The other building was Bo’s schoolroom, a little house, painted a cheery blue with a bright red, glass-paned door and two big windows on either side. Isaac went into it now, Kodi at his heel. It was a good room, about ten by ten, the floor clean, unvarnished planks. The interior walls were drywalled and painted with chalkboard paint, on which Bo had drawn the repetitive, intricate patterns he seemed to want to draw all the time.
One wall was all shelves, cabinets, and cubbies, filled with books and supplies. Along another wall was a cheap loveseat that looked like it might fold out. A big dog bed lay on the floor at its side. A long bulletin board hung on another wall. In the middle of the room was a round, white table and four bright red plastic chairs.
He was not shocked at all to see that Lilli had gone all out. All out was pretty much her only speed.
One thing he had not needed to worry about while he was away was the family’s finances. The B&B was doing great and had started to make a real profit as the tide for Signal Bend had really turned. The exurbs had finally spread out far enough from the Greater St. Louis Area that the people who wanted some room and some quiet but still needed to work in St. Louis, or at least St. Louis County, had been pushed out their way, facing a two-hour morning commute at best. Isaac wasn’t sure he liked that—he’d liked being remote and ignored—but it didn’t much matter how he felt about it. It was done. Signal Bend was prospering.

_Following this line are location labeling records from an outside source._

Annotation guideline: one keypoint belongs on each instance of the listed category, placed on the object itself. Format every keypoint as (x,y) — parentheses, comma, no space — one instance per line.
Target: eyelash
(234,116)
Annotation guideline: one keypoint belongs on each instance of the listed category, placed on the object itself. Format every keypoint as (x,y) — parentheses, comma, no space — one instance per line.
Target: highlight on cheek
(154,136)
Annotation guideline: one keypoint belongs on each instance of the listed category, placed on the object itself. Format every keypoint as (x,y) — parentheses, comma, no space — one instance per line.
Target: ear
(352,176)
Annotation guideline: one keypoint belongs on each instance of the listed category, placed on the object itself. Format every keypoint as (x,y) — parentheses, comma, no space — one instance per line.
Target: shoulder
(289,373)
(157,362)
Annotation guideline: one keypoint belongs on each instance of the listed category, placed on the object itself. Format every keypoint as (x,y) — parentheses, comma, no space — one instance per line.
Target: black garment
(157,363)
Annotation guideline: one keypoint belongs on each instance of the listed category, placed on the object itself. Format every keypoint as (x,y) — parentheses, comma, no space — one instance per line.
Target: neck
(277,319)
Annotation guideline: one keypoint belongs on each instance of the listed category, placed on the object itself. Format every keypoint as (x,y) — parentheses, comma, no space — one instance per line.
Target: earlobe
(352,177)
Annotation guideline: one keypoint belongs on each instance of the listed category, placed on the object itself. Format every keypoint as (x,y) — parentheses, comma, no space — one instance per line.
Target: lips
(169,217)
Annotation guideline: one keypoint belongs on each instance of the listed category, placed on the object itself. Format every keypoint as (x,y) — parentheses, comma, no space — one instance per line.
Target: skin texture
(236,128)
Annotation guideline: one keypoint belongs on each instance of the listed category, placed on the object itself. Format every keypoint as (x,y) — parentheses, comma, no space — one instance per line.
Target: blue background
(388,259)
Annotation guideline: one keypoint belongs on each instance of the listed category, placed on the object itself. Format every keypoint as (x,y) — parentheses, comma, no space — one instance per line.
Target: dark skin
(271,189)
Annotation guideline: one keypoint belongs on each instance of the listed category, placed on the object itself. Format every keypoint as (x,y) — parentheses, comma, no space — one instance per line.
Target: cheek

That meant that the B&B was prospering. And Valhalla Vin. And Tasha’s clinic. And the reestablished Signal Bend Construction. The club was still the town’s de facto police force, contracted by the business owners to maintain order. As a member of the Horde, Isaac had been pulling in his share of its profits, though it was a lesser share than he would have had as President, lesser even than he would pull in now, as an active, working member of the club. But between Lilli’s income and his, his family was secure. Legitimate business had made them more secure, in more ways, than outlaw work ever had.
So far, the town had managed to maintain the balance between prosperity and selling out. There was no Starbucks, no McDonald’s, no Walmart. There was the IGA and Marie’s. And there were a couple of new, independently-owned restaurants and shops. A bookstore, too. He hadn’t seen any of this yet, but Lilli had kept him apprised as the changes had been happening. Reading and hearing about them and making the differences happen in his mental image of his home were two different things, though, and he felt some trepidation about going into town.
Speaking of trepidation, there was only one building he hadn’t checked out, only one place in his home. Not entirely understanding why the thought of opening his woodshop made the acid in his stomach roil, he turned in the middle of Bo’s schoolroom, intent on climbing that hurdle.
Bo was standing in the doorway.
“Oh. Hey, little man. I didn’t hear you guys get back.” He looked around and realized that Kodi wasn’t in the room with him, either. He’d really gotten lost in his thoughts.
“I like your school. Is it okay that I’m in here?”
Bo nodded.
“Did you have fun at Uncle Show’s?” There were so many children in the family now who didn’t know him. Loki. Millie and Joey—his godchildren. Badger and Adrienne’s three little ones: Henry, Megan, and Caroline.